Texas melons will be extra sweet this season, despite lower yields overall
Texas melons are expected to be especially good this year ahead of the Fourth of July holiday, but melon producers say overall yields are down, according to a report from Texas A&M AgriLife Extension.
While experts say watermelon and cantaloupe quality are high, some other crops have been affected by issues that include a hailstorm that damaged honeydew in the Rio Grande Valley, as well as hot and windy weather in Central Texas that has also impacted production. And growers are already navigating high production costs and stagnant market prices: The cost of fertilizer, fuel and labor have all increased this year.

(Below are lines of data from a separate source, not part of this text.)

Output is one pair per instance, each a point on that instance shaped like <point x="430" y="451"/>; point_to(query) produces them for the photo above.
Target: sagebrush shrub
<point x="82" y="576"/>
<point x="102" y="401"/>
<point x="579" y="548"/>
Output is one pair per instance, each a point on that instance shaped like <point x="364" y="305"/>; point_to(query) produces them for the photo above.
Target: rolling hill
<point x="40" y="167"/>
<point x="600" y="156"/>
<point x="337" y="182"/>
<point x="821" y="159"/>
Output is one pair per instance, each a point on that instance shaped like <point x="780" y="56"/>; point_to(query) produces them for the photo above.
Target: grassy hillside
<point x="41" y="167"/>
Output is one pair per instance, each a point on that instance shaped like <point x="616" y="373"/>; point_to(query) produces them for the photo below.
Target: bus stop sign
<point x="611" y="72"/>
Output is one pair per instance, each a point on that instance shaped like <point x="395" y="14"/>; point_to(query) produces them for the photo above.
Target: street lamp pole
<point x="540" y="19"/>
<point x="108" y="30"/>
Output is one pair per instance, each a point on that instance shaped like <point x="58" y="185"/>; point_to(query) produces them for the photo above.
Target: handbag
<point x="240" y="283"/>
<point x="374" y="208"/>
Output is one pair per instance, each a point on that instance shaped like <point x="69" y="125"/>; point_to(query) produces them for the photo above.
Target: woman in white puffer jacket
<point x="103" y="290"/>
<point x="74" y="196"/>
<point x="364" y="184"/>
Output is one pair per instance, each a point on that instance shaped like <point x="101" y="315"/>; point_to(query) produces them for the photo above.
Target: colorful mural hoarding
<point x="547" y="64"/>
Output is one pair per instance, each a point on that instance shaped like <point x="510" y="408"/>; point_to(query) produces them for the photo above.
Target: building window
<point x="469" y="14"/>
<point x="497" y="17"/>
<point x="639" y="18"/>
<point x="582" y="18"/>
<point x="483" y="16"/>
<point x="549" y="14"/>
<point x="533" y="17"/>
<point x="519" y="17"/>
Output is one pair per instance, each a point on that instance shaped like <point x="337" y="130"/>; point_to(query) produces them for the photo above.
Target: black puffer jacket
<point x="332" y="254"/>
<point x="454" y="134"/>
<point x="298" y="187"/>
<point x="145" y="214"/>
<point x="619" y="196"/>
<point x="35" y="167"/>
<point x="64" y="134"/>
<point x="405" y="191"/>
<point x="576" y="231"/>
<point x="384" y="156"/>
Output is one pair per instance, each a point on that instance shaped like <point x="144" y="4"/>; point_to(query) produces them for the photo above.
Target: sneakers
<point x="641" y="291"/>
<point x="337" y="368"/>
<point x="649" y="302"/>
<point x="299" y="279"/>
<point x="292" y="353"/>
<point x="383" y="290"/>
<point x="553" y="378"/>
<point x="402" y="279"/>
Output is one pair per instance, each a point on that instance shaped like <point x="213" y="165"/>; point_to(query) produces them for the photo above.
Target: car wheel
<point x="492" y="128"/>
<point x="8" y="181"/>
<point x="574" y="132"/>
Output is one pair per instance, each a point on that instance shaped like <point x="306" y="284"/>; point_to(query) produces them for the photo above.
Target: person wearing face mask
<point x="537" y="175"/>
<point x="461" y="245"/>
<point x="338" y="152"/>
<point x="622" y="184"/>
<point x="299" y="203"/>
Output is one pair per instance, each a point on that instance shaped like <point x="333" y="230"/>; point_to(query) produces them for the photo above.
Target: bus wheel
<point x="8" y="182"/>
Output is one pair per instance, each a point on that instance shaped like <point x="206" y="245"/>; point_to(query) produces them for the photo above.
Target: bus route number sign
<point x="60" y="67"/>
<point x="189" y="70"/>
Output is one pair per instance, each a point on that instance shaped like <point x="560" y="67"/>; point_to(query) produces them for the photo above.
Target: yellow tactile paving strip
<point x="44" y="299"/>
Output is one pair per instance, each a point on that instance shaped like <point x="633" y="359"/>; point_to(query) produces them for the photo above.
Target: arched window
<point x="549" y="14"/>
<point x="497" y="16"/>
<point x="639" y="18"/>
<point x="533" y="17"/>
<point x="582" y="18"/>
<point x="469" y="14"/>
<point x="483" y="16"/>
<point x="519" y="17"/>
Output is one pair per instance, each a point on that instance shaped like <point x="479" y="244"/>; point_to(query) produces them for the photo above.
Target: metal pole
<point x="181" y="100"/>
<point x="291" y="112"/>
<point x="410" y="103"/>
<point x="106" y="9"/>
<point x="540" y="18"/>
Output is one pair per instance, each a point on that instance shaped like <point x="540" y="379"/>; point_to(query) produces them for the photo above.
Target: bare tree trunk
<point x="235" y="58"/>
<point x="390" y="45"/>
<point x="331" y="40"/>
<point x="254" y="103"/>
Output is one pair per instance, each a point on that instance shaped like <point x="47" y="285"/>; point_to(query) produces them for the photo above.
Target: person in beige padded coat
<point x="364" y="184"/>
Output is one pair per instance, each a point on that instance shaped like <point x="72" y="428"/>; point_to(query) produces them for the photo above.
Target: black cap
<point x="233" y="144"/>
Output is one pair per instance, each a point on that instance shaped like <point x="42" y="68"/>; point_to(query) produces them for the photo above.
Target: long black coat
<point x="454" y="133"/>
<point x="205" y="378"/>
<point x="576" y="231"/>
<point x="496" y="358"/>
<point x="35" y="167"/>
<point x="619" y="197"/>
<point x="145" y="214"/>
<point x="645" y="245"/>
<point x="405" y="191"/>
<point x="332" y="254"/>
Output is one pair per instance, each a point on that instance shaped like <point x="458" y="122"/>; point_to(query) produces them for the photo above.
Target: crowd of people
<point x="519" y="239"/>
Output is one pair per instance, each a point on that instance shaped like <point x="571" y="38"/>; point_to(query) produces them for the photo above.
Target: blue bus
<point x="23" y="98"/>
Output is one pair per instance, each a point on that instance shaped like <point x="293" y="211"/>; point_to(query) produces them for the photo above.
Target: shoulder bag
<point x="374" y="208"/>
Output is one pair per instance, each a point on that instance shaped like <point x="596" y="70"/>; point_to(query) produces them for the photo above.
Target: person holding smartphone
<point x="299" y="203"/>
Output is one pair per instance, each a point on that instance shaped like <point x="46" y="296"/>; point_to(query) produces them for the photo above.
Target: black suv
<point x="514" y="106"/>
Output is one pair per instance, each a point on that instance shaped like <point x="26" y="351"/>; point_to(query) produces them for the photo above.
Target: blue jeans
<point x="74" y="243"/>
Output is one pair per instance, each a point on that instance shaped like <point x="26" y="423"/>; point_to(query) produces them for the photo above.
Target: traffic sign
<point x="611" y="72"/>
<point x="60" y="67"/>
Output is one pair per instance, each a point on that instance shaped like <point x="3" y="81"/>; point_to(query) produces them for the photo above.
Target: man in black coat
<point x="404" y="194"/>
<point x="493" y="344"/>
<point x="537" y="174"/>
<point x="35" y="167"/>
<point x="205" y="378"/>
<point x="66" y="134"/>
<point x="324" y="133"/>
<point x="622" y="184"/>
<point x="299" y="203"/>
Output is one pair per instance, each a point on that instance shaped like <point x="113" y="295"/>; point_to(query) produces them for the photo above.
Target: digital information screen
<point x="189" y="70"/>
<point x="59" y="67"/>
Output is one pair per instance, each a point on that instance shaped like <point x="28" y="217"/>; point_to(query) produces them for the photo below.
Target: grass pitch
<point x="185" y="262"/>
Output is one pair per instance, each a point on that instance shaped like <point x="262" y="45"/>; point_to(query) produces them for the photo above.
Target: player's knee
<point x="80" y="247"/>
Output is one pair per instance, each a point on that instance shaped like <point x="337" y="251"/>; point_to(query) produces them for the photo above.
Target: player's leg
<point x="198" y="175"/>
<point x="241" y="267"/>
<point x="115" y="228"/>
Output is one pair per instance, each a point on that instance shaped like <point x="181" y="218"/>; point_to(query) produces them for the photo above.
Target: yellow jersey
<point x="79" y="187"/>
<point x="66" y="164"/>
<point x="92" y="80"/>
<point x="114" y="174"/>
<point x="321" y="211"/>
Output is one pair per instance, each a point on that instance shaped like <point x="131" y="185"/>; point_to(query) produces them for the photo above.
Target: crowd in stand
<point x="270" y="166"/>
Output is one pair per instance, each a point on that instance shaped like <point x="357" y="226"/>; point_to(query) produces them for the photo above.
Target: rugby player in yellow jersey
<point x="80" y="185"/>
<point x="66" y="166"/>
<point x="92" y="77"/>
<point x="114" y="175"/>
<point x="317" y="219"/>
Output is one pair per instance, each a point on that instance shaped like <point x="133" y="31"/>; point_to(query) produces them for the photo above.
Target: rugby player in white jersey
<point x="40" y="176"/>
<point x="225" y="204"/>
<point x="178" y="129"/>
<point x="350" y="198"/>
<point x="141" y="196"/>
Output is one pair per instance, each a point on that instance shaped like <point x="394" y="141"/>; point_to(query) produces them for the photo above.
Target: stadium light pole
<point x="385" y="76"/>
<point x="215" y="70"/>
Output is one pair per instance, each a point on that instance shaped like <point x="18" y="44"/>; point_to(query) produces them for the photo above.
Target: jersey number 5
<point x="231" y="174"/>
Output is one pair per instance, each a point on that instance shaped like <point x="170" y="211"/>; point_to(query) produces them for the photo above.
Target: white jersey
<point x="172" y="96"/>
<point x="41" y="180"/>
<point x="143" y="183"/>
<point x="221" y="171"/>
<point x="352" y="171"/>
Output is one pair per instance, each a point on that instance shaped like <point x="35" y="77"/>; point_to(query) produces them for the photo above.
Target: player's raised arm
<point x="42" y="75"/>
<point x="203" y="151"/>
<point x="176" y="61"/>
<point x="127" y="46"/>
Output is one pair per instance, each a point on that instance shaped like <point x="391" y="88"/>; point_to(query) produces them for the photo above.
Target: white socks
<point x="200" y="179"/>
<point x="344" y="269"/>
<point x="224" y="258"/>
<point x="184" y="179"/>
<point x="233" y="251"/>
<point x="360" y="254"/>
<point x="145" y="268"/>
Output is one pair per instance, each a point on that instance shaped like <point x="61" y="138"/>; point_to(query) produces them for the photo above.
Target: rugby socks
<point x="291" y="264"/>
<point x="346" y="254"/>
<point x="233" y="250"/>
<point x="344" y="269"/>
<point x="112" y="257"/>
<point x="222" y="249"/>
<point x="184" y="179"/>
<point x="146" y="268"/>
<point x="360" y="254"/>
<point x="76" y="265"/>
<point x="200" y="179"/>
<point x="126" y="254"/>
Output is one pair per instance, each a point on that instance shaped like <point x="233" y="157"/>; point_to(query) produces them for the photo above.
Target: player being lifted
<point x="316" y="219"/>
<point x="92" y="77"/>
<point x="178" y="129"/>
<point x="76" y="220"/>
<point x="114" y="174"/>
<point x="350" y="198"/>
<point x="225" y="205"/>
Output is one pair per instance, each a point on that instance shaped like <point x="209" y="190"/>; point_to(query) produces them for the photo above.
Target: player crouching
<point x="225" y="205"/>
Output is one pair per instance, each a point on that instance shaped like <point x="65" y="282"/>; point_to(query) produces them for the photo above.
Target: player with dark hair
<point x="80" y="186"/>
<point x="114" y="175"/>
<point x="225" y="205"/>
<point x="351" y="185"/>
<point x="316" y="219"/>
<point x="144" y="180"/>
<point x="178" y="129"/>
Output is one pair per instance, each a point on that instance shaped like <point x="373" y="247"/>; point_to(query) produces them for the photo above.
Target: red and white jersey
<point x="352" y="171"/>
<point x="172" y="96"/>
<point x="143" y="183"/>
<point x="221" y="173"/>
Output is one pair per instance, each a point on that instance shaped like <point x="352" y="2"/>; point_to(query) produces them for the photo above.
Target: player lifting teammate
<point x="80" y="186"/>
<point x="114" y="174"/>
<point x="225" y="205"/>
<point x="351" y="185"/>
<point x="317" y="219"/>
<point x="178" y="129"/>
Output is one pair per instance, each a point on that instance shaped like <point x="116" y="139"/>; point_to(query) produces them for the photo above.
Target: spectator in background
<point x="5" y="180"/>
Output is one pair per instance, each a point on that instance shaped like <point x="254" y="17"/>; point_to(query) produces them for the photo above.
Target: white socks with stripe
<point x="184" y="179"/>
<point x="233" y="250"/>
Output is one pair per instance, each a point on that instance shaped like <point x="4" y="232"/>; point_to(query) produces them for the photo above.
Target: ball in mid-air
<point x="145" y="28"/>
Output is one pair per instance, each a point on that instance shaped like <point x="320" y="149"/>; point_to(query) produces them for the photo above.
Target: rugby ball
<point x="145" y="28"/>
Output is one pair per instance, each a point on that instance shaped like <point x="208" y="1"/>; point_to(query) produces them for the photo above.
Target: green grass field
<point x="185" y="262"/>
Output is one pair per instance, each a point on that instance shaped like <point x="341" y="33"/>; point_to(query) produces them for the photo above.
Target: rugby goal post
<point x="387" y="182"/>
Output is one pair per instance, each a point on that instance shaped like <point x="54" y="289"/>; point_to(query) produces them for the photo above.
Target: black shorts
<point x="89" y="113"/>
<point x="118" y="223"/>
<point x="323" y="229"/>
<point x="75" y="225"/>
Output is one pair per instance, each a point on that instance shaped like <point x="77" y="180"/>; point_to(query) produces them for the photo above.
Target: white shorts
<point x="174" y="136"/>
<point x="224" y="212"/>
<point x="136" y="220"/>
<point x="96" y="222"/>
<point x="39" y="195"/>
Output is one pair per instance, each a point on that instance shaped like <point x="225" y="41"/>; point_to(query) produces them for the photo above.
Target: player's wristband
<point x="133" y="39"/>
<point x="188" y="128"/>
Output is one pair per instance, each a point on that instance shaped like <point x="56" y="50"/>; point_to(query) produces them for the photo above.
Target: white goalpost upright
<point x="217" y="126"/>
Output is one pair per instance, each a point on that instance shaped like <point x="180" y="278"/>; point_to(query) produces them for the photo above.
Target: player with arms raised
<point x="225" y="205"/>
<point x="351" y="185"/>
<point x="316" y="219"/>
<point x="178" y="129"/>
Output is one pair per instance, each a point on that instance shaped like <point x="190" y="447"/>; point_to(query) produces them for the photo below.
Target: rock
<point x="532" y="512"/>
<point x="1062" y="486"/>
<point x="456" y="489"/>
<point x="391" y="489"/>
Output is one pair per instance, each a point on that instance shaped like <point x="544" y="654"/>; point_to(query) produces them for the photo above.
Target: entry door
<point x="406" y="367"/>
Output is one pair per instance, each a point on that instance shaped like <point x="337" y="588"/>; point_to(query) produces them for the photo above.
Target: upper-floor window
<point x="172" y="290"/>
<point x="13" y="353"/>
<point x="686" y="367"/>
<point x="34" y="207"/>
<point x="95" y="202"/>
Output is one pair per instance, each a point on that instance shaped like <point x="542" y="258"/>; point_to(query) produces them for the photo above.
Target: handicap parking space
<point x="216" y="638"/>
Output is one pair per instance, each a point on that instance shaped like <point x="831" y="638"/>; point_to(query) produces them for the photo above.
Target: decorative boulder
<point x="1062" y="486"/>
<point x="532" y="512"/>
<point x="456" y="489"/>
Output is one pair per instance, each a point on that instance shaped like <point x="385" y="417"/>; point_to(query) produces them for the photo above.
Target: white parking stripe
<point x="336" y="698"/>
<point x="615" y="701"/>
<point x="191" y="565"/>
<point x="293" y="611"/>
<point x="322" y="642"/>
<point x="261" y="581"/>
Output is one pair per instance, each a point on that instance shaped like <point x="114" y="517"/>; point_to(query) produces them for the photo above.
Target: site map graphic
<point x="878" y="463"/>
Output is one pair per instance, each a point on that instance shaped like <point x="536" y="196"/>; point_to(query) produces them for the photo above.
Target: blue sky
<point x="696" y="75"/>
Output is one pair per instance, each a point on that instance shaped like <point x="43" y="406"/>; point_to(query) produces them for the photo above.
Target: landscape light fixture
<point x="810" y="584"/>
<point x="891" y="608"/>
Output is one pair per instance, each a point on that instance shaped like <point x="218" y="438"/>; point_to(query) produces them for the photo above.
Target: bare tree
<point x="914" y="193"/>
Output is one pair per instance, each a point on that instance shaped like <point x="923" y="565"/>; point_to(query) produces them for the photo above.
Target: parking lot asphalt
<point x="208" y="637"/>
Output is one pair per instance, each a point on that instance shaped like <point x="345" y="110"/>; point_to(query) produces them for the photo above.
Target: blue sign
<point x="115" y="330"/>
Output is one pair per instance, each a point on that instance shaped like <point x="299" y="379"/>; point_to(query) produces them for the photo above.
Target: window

Juan Anciso, a professor and horticulturist with the AgriLife Extension, joined the Texas Standard to discuss Texas’ statewide melon production. Listen to the interview above or read the transcript below.
This transcript has been edited lightly for clarity:
Texas Standard: What’s to blame for these mixed messages from the field? We have sweet melons, but not as many as in the past.
Juan Anciso: Well, each season is different. There are some seasons when the vines keep going, some seasons where the vines kind of cut out. This year, we did have some stormy weather and there was some injury due to hail. So, all that kind of cuts into the production.
I thought you were going to talk about the economic conditions and the high temperatures.
Well, I mean, these melons are grown with irrigation. So actually, we like it to be dry as long as the growers have access to water to irrigate the melons. And so, we’ve been dry, which is a criteria to have sweet melons, because when it does rain, it does interfere with the quality and the sugar content of melons.
This report says watermelons experienced above-average yields, but a lack of new-growth watermelons. What’s going on?
There were a lot of reasons why some growers kind of delayed in harvest, and a big part of that reason was labor to go harvest these watermelons. So, some fields were a week to 10 days late in getting in there and harvesting. So, when you do that to a watermelon field, for example, your yields go up because you have a lot of more mature melons and bigger melons as well. But at the same time, it kind of cuts the plant off. In other words, it’s giving all its fruit, all its energy, kind of like in the front. So, the first cuts and second cuts were good, and it kind of tapered off after that.
I hear cantaloupe is supposed to taste great this year, but a lot of it went to waste.
We did have a storm that came in May that brought hail to certain areas of the Rio Grande Valley. And those fields that did have, for example, honeydews and watermelons, they were injured. So, they were nicked or dented, so that was cosmetic (damage). They will not last long in the store because they have a slight injury. There was nothing wrong, (but) commercially they could not be sold.
If you have more watermelons and they taste better, I would think demand would be up. But then you have fewer melons to go around. What are we looking at, price-wise?
There’s a lot of factors there that gets into that price. But for the growers, you know, our prices have been coming down. And again, part of that is because other parts of the country are producing watermelons and other types of melons. So, the price drops overall to the grower. You know, what you see at the store sometimes is a reflection that there’s a low supply, so, the prices are higher. And sometimes you just see prices there that don’t make sense as to what’s going on, at least what the growers are getting paid. But looking at the prices, I know that they’ve been a little bit above normal, as much as $8 a watermelon, which is in my opinion, quite a bit for a watermelon. But I know that my daughter told me she bought one over the weekend and it was extremely sweet. It was from the Rio Grande Valley. So, I would say expect some very high-quality, sweet-tasting melons for the price that you are paying.